As the MSM-listed SAOG companies have all now reported their preliminary unaudited full year 2020 results, we are able to gauge the financial impact the Covid-19 pandemic is having on the Oman economy.
Overall, the picture is much as expected, as we see almost all the sectors down when compared to the prior year. However, five sectors that are interestingly worthy of special mention are Banking, Construction, Oil and Gas, Telecoms (included within Diversified Services) and Insurance.
In all economies, the Banking sector has exposure to all other sectors, so is the best universal barometer, as they book provisions in advance of expected credit losses (IFRS 9 ECL). This sector alone is down 33 per cent.
Another sector that is central to the Oman economy is Construction, which has not only shown a reduction, it has gone from a profitable RO 3m to a RO 23m loss position. The large construction firms, as we all know, are just the tip of the iceberg, as their activities are felt throughout the economic chain and particularly deep into the private family groups as well as the SME sectors.
Another sector that has been hit hard is Oil and Gas. With lower economic activity, less cars on the roads and the lack of air traffic requiring aviation fuel, this sector, which includes the Shell, Oman Oil and Al Maha petrol stations, saw an 80 per cent reduction in their combined profits.
Telecoms (Omantel and Ooredoo) have surprisingly also suffered with a drop in profitability of 22 per cent. With the increase in working from home and general social usage of the internet, it would be intuitive to expect this sector to have benefiting from the pandemic.
However, unfortunately their revenue base is largely fixed as they charge per month but their cost base is variable, as they must pay based on usage, which has skyrocketed.

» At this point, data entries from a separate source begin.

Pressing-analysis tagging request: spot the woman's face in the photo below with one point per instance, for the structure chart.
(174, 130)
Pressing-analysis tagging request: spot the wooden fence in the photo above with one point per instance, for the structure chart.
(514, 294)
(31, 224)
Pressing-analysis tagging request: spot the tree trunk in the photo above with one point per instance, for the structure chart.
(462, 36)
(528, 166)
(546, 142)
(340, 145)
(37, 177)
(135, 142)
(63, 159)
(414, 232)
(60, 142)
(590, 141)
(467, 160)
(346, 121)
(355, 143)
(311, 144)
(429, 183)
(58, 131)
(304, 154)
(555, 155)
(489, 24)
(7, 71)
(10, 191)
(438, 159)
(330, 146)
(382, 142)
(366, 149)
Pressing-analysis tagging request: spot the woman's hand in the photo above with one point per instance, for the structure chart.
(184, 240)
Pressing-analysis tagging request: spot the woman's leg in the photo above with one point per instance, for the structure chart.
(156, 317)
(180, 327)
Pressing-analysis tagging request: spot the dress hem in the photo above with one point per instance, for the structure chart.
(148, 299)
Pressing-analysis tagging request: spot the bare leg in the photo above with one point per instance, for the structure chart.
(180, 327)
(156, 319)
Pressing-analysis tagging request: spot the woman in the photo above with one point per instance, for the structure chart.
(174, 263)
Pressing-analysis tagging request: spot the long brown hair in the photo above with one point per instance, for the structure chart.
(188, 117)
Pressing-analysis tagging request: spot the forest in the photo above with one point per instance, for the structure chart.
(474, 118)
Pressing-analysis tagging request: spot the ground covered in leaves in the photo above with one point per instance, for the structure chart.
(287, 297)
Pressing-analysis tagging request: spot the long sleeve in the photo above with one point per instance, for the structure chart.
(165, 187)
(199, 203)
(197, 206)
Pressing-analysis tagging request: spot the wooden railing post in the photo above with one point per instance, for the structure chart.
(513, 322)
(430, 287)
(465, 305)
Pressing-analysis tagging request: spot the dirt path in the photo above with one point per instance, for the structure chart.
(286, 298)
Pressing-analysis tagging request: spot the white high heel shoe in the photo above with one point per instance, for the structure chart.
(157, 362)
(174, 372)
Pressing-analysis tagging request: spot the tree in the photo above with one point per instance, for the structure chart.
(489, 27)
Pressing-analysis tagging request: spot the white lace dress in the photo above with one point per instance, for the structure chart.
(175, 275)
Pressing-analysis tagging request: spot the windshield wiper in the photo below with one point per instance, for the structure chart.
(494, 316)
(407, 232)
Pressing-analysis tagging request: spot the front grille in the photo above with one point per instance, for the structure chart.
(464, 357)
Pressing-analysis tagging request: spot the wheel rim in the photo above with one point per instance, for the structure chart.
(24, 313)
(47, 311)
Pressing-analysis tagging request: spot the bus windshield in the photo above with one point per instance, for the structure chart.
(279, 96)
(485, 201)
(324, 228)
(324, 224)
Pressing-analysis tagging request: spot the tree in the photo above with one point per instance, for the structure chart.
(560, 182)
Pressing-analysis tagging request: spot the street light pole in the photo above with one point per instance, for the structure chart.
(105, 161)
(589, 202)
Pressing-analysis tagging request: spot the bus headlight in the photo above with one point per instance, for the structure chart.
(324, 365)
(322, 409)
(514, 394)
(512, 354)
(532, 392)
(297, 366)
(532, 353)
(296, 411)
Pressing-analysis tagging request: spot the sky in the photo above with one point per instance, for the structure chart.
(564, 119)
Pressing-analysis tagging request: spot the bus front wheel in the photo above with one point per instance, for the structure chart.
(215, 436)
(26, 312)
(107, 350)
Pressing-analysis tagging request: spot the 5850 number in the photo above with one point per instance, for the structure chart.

The final sector worthy of special mention is Insurance, which has surprisingly bucked the trend and reported a 37 per cent increase in profitability. If we look at all four quarters, we see a consistent year-on-year 1st quarter before the pandemic effect took hold and annual premiums were collected.
Then in the 2nd quarter, the performance improved considerably as the lockdowns reduced activity, so there were significantly lower claims to be paid.
However, in the 3rd and 4th quarters, a slowdown ensued as new business dried up, with lower economic activity, cost cutting and an exodus of expats impacting adversely on the renewal of motor insurance policies.
We have not mentioned the Tourism sector including Airlines and Hotels, which have seen their revenues evaporate completely, only because few of these are listed on the MSM in Oman.
With the Covid-19 vaccination programme picking up pace, 2021 promises to be a year of growth as the economy and companies within it make up for the lost year of 2020.
Where survival was the word on everyone’s lips in Oman, where GDP is projected to record a contraction of close to -10 per cent. The Government and the wider business community should already be positioning themselves to rise to the challenge and potential that lies ahead.